Nudge is all around us now, encouraging us to improve our health through fitness trackers, reduce our fuel consumption through energy monitors, discouraging theft through pictures of police officers and reminding us to pay fines through text messages. There’s a common misunderstanding about what a nudge actually is, to the point that virtually anything can count as a nudge. Nudges aren’t designed to build on our competencies – they operate to correct failings in self-control. Nudges also aren’t designed to make us consume things that are bad for our personal health and wellbeing, this is key.
The idea goes something like this - changing the way information in a decision-making situation is presented makes particular lifestyle option more attractive or easier to choose but without changing the underlying pricing structure. That is, nudges don’t coerce people into going for a better lifestyle option because there is a better financial incentive or disincentive behind it, or even some other ‘reward’. Instead they’re designed to work with the way we make decisions based solely on the attractiveness of the option on information grounds. Nudges are built on a prevalent theory in psychology; that people make decisions on the basis of two systems of thought - one conscious and the other unconscious - and that these systems are often in conflict.
For instance, while people consciously know that cigarettes are bad for them, and the warnings on the packets disgust them, they don’t tell them anything they didn’t already know, so they continue to smoke because their unconscious is strongly urging them to. The difficulty in changing behaviour like this is that people aren’t aware, or can’t control the underlying, unconscious urges.
The apparent elegance of nudge is to build on psychological research that provides insights into how these unconscious processes work and how they can be re-directed. Advertising has often worked on similar principles that are designed to attract attention towards a product by triggering unconscious mechanisms. Campaigns commonly target people’s emotional and social experiences – which are thought to have an unconscious basis to them. In addition, campaigns are concerned with what people value as a means to encourage them to habitually consume a particular product.
The attraction of nudge theory to advertisers is obvious, as it seems to back up what practitioners have believed for years, and so it has been widely championed in the industry. However, much of the empirical evidence that appears to show nudges works is unreliable and there have been substantial failures to replicate findings showing that nudges work. It suffers from the same issues that psychology faces in general when it comes to establishing unconscious processes, and the current debate that has been raging in psychology on the grounds that empirical evidence is unreliable is most prominent with regards to demonstrations of the unconscious. This puts doubt to the strength of the claim that our choices, good or bad, are fundamentally the result of unconscious processes.
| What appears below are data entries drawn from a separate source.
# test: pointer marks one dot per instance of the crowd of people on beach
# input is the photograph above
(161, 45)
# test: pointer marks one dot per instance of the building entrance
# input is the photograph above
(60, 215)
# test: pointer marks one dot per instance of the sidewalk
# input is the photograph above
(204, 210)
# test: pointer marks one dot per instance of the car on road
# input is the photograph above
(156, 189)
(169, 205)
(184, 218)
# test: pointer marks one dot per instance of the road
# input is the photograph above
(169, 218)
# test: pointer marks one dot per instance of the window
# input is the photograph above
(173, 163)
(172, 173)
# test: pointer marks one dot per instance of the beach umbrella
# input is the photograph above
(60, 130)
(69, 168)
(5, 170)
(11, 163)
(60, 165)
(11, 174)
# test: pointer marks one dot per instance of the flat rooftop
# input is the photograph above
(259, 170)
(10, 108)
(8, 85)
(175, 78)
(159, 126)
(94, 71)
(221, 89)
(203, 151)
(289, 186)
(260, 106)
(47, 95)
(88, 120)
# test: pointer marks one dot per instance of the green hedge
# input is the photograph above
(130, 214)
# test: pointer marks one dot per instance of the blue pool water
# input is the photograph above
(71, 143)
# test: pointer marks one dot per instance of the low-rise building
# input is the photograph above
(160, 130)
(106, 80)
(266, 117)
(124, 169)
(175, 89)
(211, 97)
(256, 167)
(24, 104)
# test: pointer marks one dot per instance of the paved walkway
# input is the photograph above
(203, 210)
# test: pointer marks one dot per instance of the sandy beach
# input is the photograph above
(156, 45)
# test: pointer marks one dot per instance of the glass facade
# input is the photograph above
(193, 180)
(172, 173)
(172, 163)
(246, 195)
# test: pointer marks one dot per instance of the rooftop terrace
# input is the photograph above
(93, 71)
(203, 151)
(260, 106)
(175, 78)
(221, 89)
Advances in understanding of the way we make decisions, including work from my own laboratory and what I discuss in my recent book “Future-minded”, would suggest two things that are helpful here. First, emotions are not separate from cognition, that is to say, emotions underpin every aspect of the decision-making process, and that there is no decision we make that is free from emotions. This is because emotions are appraisals; they signal the good and bad aspects of any decision-making situation at the point of planning the choice, implementing the choice, and evaluating the choice made. Therefore assuming that people make either rational decisions, or emotional decisions is a false dichotomy. So in order to better understand the consumer, it is better to consider how emotions are implicated in every aspect of the decision-making process, making the emotional experience a coherent one throughout.
The second insight is that the decision-making process is a dynamic one, and the values people assign to options early on, during, and after a decision is made will differ. So, in order to more effectively target consumers, advertisers must focus on making the consumer experience a coherent one to minimize the changes that occur at each stage. This means aligning what the consumer cares about when they are about to make a choice, when they actually make the choice, and when they think over the choice they made when faced with making it again in the future. Simply trusting that people can be nudged by small unconscious decisions is not enough to change and sustain consumer behaviour over time, which would be the gold standard of any effective advertising campaign.